C’est à ce moment de son analyse que Lantagnac retraitait brusquement. Ses réflexions, repartaient par une autre route, tant il avait peur, en s’engageant dans cette voie, d’aboutir à un abîme. Sa pensée s’en allait donc, haletante, puis revenait sur elle-même, comme si le chemin, en se faisant plus long, eut pu changer d’issue.

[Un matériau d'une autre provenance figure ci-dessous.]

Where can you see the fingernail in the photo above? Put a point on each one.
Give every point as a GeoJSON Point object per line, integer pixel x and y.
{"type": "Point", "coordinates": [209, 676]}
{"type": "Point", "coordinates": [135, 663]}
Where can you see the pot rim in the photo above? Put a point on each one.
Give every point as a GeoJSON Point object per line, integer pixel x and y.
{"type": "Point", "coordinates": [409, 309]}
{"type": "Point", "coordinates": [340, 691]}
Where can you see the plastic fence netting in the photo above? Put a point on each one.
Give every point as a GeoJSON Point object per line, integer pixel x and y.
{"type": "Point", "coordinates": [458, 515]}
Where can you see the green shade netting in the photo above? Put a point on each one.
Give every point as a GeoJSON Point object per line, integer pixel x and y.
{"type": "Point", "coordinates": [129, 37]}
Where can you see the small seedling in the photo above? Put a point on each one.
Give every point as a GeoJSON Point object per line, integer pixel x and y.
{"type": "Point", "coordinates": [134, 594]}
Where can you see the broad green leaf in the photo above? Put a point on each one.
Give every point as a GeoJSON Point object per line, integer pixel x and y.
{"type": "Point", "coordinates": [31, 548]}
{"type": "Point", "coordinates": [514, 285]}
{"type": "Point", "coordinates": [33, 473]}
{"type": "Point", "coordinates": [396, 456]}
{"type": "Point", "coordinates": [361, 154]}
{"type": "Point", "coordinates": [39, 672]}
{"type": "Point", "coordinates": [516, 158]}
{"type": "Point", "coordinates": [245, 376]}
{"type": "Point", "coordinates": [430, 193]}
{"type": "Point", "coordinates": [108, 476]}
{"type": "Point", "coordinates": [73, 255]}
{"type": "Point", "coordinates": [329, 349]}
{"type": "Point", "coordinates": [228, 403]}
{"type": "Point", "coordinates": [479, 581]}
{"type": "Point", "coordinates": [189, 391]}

L’abîme, il lui fallut bien, malgré qu’il en eût, l’envisager bientôt, avec tout son danger et son vertige. Un soir Lantagnac veillait seul avec Maud. Depuis une heure au moins Virginia et Nellie avaient gagné leur chambre. Entre les deux époux, cependant, la conversation languissait. À peine un mot par ci par là, une réflexion restée souvent sans réponse, rompait la monotonie du lent tic-tac de la grande horloge normande au coin du salon. Chacun tenait un livre à la main ; mais les yeux des deux erraient bien au delà des pages. Lantagnac se risqua à rompre ce demi-silence qui lui pesait :

— Êtes-vous souffrante, Maud, que vous ne parlez point ?

La tête de Maud se pencha plus profondément sur son livre. Soudain, sa poitrine se souleva dans une convulsion trop longtemps comprimée et elle éclata en sanglots.